I/We warrant that I/We have been authorized by our business to enter into a binding contract with RICHARDS BUILDING SUPPLY (hereafter referred to as “THE COMPANY”) or any of its subsidiaries or affiliates.
I/We agree that all purchases shall be made in accordance with, and subject to, your terms and conditions of sale and I/We will pay each invoice in full in accordance with the terms of the particular purchase agreement, invoice, or shipping document with or without buyer’s signature
I/We agree to pay a monthly service charge of 2% (or the highest legal rate) computed on the unpaid balance until the account is paid in full. In the event that any collection action is brought against this account, I/We agree to pay all costs and reasonable attorney’s fees, regardless of whether or not litigation is initiated, including fees to perfect and enforce our lien rights or file a claim on a payment bond.

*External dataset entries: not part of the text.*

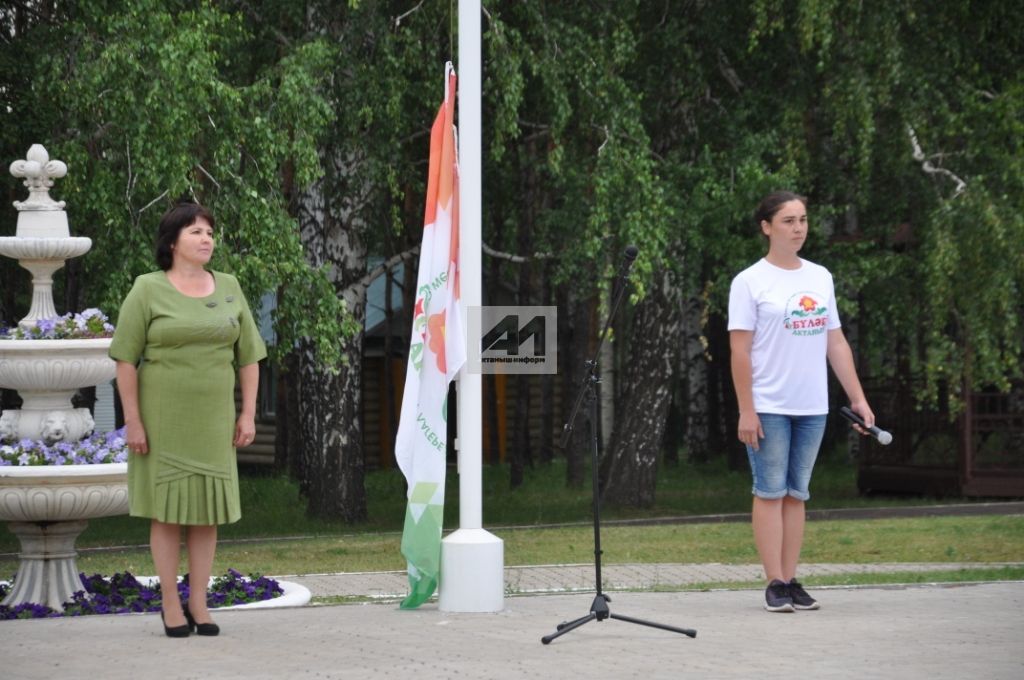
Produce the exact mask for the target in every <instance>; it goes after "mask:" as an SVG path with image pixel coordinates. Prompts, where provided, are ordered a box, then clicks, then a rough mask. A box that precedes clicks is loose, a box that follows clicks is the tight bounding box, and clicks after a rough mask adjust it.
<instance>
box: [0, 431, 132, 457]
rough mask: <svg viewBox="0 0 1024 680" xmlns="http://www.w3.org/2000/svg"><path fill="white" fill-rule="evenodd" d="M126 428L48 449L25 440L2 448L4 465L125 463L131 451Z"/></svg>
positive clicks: (63, 443)
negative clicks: (125, 440)
mask: <svg viewBox="0 0 1024 680" xmlns="http://www.w3.org/2000/svg"><path fill="white" fill-rule="evenodd" d="M124 433H125V430H124V428H121V429H118V430H113V431H112V432H102V433H97V434H93V435H91V436H89V437H86V438H85V439H82V440H81V441H60V442H57V443H55V444H53V445H52V447H48V445H47V444H46V443H45V442H44V441H36V440H34V439H22V440H20V441H18V442H16V443H10V444H0V464H2V465H73V464H74V465H87V464H100V463H124V462H125V461H127V460H128V447H127V442H126V441H125V438H124Z"/></svg>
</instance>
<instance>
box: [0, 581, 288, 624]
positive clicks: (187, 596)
mask: <svg viewBox="0 0 1024 680" xmlns="http://www.w3.org/2000/svg"><path fill="white" fill-rule="evenodd" d="M79 578H80V579H81V580H82V586H83V590H80V591H78V592H77V593H75V595H74V597H73V599H72V601H71V602H66V603H65V605H63V611H57V610H55V609H52V608H50V607H48V606H46V605H43V604H34V603H31V602H25V603H23V604H18V605H16V606H13V607H11V606H6V605H2V604H0V621H4V620H13V619H49V618H54V617H82V615H89V614H100V613H130V612H142V611H160V609H161V606H162V604H163V598H162V596H161V592H160V585H159V583H157V582H156V581H154V582H153V583H142V582H140V581H139V580H137V579H136V578H135V577H134V576H132V575H131V573H130V572H128V571H125V572H123V573H115V575H114V576H113V577H111V578H110V579H104V578H103V577H101V576H99V575H93V576H91V577H86V576H85V575H84V573H80V575H79ZM9 590H10V586H9V585H7V584H0V599H2V598H3V597H5V596H6V595H7V593H8V592H9ZM283 593H284V589H283V588H282V587H281V584H279V583H278V582H276V581H274V580H273V579H269V578H267V577H264V576H260V575H255V573H251V575H249V576H248V577H245V576H243V575H242V573H241V572H240V571H237V570H234V569H228V570H227V573H225V575H224V576H222V577H217V578H216V579H214V580H213V582H212V583H211V584H210V588H209V590H207V594H206V601H207V605H208V606H209V607H210V608H215V607H225V606H233V605H238V604H247V603H250V602H260V601H264V600H270V599H273V598H275V597H280V596H281V595H282V594H283ZM178 594H179V596H180V597H181V600H182V602H187V601H188V596H189V592H188V576H187V575H185V577H183V578H182V579H181V580H180V581H178Z"/></svg>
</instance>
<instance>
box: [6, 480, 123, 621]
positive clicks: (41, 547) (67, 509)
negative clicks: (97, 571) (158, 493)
mask: <svg viewBox="0 0 1024 680" xmlns="http://www.w3.org/2000/svg"><path fill="white" fill-rule="evenodd" d="M127 512H128V464H127V463H108V464H99V465H36V466H25V467H20V466H9V467H8V466H4V467H0V520H2V521H6V522H9V523H8V524H7V527H8V528H9V529H10V530H11V532H12V533H13V534H14V535H15V536H17V539H18V541H19V542H20V545H22V550H20V552H19V553H18V567H17V577H16V579H15V581H14V588H13V589H12V590H11V592H10V593H8V594H7V597H5V598H4V600H3V604H7V605H10V606H14V605H17V604H20V603H23V602H37V603H40V604H46V605H48V606H49V607H51V608H53V609H58V610H59V609H60V606H61V604H62V603H63V602H68V601H70V600H71V599H72V596H74V594H75V592H76V591H78V590H81V589H82V584H81V581H80V580H79V578H78V562H77V559H76V558H77V557H78V553H77V552H76V550H75V541H76V540H77V539H78V537H79V535H80V534H81V533H82V532H84V530H85V527H86V526H87V525H88V523H89V522H88V520H89V519H91V518H93V517H109V516H113V515H123V514H126V513H127Z"/></svg>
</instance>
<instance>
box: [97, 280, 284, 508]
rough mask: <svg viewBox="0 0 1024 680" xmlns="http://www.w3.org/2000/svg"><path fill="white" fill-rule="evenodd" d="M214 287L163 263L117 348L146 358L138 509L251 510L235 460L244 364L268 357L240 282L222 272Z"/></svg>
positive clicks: (140, 302)
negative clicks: (239, 381) (148, 448)
mask: <svg viewBox="0 0 1024 680" xmlns="http://www.w3.org/2000/svg"><path fill="white" fill-rule="evenodd" d="M213 275H214V281H215V286H214V292H213V294H212V295H210V296H207V297H201V298H194V297H188V296H187V295H184V294H183V293H181V292H179V291H178V290H177V289H176V288H174V286H173V285H172V284H171V282H170V281H169V280H168V279H167V274H166V273H165V272H163V271H154V272H152V273H147V274H143V275H141V277H139V278H138V279H136V280H135V285H134V286H133V287H132V289H131V292H129V293H128V296H127V297H126V298H125V300H124V302H123V303H122V306H121V311H120V313H119V315H118V325H117V330H116V331H115V332H114V340H113V341H112V342H111V349H110V355H111V358H114V359H116V360H119V362H126V363H128V364H132V365H136V366H138V401H139V413H140V416H141V418H142V426H143V427H144V428H145V436H146V443H147V444H148V448H150V453H148V454H147V455H137V454H132V455H130V456H129V459H128V512H129V514H131V515H132V516H135V517H152V518H154V519H158V520H160V521H162V522H168V523H172V524H207V525H209V524H224V523H228V522H234V521H238V520H239V519H240V518H241V517H242V509H241V504H240V503H239V473H238V465H237V463H236V458H234V447H233V445H232V439H233V438H234V423H236V412H234V380H236V368H237V367H242V366H248V365H250V364H255V363H256V362H258V360H259V359H261V358H263V357H264V356H266V347H265V346H264V345H263V340H262V339H261V338H260V336H259V331H258V330H257V328H256V323H255V322H254V321H253V316H252V312H251V311H250V310H249V305H248V303H247V302H246V298H245V295H243V293H242V289H241V287H240V286H239V282H238V281H237V280H236V279H234V277H231V275H229V274H226V273H220V272H217V271H214V272H213Z"/></svg>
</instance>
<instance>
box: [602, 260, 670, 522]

I/We agree that payments made by credit card are subject to a 2.5% processing fee
I/We agree that the venue for any legal action will be in Will County, Illinois unless the law requires otherwise.
I/We authorize THE COMPANY to contact any consumer reporting agency, all banks, credit, and business trade references listed herein at any time to verify our credit standing with them and, hereby, authorize them to release said information to THE COMPANY.
THE COMPANY reserves the right to issue notices and record any claim to perfect any mechanics lien rights regarding any material and/or labor supplied to or ordered for any project or job.
If our business objects to any invoice charge or the quality of any product delivered by THE COMPANY, I/We agree to notify THE COMPANY in writing within 10 days of the date of the invoice, statement of account or delivery.
The credit limit may be increased or decreased at the discretion of THE COMPANY, without written notice and without affecting any personal guarantees.
I/We agree that THE COMPANY has the right to determine, at its sole discretion, how to apply for payments despite any request to the contrary.
I/We further agree to pay all amounts due under this Agreement until THE COMPANY has received written notice to close this account, mailed U.S. Mail Certified Return Receipt Requested, no matter what person or entity ordered or used the material supplied on this account and regardless of any change in the legal structure of Customer or the existence of entities or individuals legally distinct from Customer using or benefiting from the materials supplied.
In the event any other person or entity orders or utilizes any materials supplied pursuant to this Agreement, it is agreed that both the undersigned Customer and such other person or entity shall be obligated to pay for such material ordered or utilized plus all costs, attorney’s fees and service charges.
I/We agree that all funds owed from anyone or received as a result of the materials supplied by THE COMPANY shall be held in trust for the benefit of THE COMPANY (“Trust Funds”). I/We agree that I/We have no interest in Trust Funds and to promptly account for and pay to THE COMPANY all such Trust Funds.
THE COMPANY may stop the manufacture or supply of any materials when it, in its sole discretion, determines that Customer is in breach of this agreement or any other contract with THE COMPANY or when THE COMPANY has any insecurity with respect to Customer’s creditworthiness. I/We further agree that THE COMPANY shall not, in any event, be responsible for any damage due to delay in supply of any labor or materials.
TO THE EXTENT PERMITTED BY LAW, EXCEPT AS EXPRESSLY SET OUT IN THIS AGREEMENT, THE COMPANY DISCLAIMS ALL REPRESENTATIONS AND WARRANTIES OF ANY KIND, EXPRESS OR IMPLIED, INCLUDING WITHOUT LIMITATION, GUARANTEES, REPRESENTATIONS OR WARRANTIES OF DURABILITY, FITNESS FOR A PARTICULAR PURPOSE, MERCHANTABILITY, NON-INFRINGEMENT OR ARISING FROM A STATUTE OF CUSTOM OR A COURSE OF DEALING OR USAGE OF TRADE ARE HEREBY EXCLUDED.